É mais possível que o caso Daniel Alves faça alusão mais ao darwinismo social e ao determinismo geográfico do que algo relacionado ao racismo por cor de pele. Tais pensamentos nada tem a ver com macaco no sentido biológico, mas no o sentido do senso comum por reduzir outros grupos culturais de maneira pejorativa, atribuindo um rótulo que no imaginário social está vinculado à características negativas.
Se os brasileiros aderiram com tanta facilidade a campanha, por que nossa sociedade ainda é tão racista? Por que a polícia mata mais negros que brancos? Por que os negros
têm as menores rendas e os menores acessos a bens e serviços? O negro nos altos escalões de poder é regra ou exceção? Não basta aderir as campanhas publicitárias estilo flashmob, é necessário transcender as hashtags: compreender a situação dos negros e pobres no Brasil e buscar soluções para que ela melhore. Como se não bastassem a banalização da coisa, é incrível como a indústria cultural consegue se apropriar da desgraça alheia para tirar proveito financeiro, seja visando a promoção pessoal ou visando lucro material direto. O preconceito que é pra ser discutido para encaminhamento das melhores soluções, acaba se banalizando no consumo.
Os discursos de redes sociais muitas vezes acabam vazios e superficiais, buscam um mundo de aparências e consumo em que mais vale combater o sintoma do que a doença. É mais importante parecer do que ser. No final das contas muita gente diz ‪#‎SomosTodosMacacos‬, mas nas práticas cotidianas diz ‪#‎CadaMacacoNoSeuGalho‬ ou ainda, #ChutaQueÉMacumba.A campanha #SomosTodosMacacos  reafirma o racismo porque cria um desencargo de consciência e combate o racismo apenas no plano linguístico, por isso teve tanta adesão da sociedade brasileira.

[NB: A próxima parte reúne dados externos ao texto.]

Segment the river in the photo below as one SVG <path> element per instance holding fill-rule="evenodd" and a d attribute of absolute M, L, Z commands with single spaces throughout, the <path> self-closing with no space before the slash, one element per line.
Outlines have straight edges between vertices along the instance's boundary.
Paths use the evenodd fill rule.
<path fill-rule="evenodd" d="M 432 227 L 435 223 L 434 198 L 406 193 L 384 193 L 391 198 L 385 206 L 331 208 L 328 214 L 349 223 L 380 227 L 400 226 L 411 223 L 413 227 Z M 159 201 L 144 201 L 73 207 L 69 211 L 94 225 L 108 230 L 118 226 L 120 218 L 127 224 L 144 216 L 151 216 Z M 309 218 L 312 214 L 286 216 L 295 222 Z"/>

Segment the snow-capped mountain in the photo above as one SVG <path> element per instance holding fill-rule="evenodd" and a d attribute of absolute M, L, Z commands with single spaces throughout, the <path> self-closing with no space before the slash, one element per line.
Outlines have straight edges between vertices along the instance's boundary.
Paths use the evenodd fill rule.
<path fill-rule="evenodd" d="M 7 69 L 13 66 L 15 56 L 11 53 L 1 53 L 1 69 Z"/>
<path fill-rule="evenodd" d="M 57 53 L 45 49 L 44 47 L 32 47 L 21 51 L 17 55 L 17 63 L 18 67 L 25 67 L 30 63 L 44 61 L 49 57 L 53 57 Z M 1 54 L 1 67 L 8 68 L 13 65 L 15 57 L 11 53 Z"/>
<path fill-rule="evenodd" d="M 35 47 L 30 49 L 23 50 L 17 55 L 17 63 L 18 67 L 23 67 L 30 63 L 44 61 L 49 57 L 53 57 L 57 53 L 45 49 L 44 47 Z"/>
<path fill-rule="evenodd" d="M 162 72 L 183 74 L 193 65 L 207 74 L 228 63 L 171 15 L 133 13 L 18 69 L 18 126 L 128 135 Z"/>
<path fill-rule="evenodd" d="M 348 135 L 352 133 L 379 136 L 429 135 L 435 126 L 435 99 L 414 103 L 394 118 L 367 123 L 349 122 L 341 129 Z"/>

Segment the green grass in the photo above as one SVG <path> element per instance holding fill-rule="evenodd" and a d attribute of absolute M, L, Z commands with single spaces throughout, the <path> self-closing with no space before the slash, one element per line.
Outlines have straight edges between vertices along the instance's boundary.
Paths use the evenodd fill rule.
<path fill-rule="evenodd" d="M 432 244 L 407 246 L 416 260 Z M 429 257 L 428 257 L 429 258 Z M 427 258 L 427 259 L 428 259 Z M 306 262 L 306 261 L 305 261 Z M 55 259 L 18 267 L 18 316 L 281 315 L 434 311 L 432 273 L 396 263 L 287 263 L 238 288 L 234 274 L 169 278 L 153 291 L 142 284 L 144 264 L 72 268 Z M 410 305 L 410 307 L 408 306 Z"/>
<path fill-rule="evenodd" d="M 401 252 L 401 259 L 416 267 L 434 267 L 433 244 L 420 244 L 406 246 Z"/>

A Minha vontade é que essa mesma disposição seja usada para a valorização da cultura afro-brasileira e na luta para garantir melhores oportunidades, serviços e condições para as pessoas, independentemente de sua cor, e ajude a superar as conclusões de Florestan Fernandes², de que estamos longe de ser uma democracia racial.

1- BARTHES Roland, A Câmara Clara, Lisboa, Edições 70, 2005, 172 p
2- FERNANDES, Florestan. A integração do negro na sociedade de classes. São Paulo: Dominus-
USP, 1965.

Roniel Sampaio Silva

Mestre em Educação e Graduado em Ciências Sociais. Professor do Programa do Instituto Federal de Educação, Ciência e Tecnologia do Piauí – Campus Campo Maior. Dedica-se a pesquisas sobre condições de trabalho docente e desenvolve projetos relacionados ao desenvolvimento de tecnologias.

7 Comments

  1. E uma pena ouvir do ser humano atos racistas .porque somos todos iguais aos olhos de Deus independente de cor ,raças,

  2. E uma pena o ser humano agir dessa forma reafirmar o racismo.fazendo gracinhas.sabendo que é crime.somos todos iguais independente de cor ,cultura,

  3. INACEITAVEL ESSA SITUACAO JA QUE FALAM QUE VIEMOS DO MACACO,NAO DEVERIA ACHAR QUE E PRECONCEITO ,MAS ISSO PROVA QUE O SER HUMANO NAO QUER SE COMPARAR A ESSE ANIMAL.DEVERIA TER LEIS MAIS SEVERA PARA PUNIR ESSES RACISTAS SEM NOCAO

  4. O racismo sempre será uma pauta importante e nunca poderá ser tratada como vitimismo. Quem sofre o racismo tem a pior experiência e não tem remédio que cure essa dor.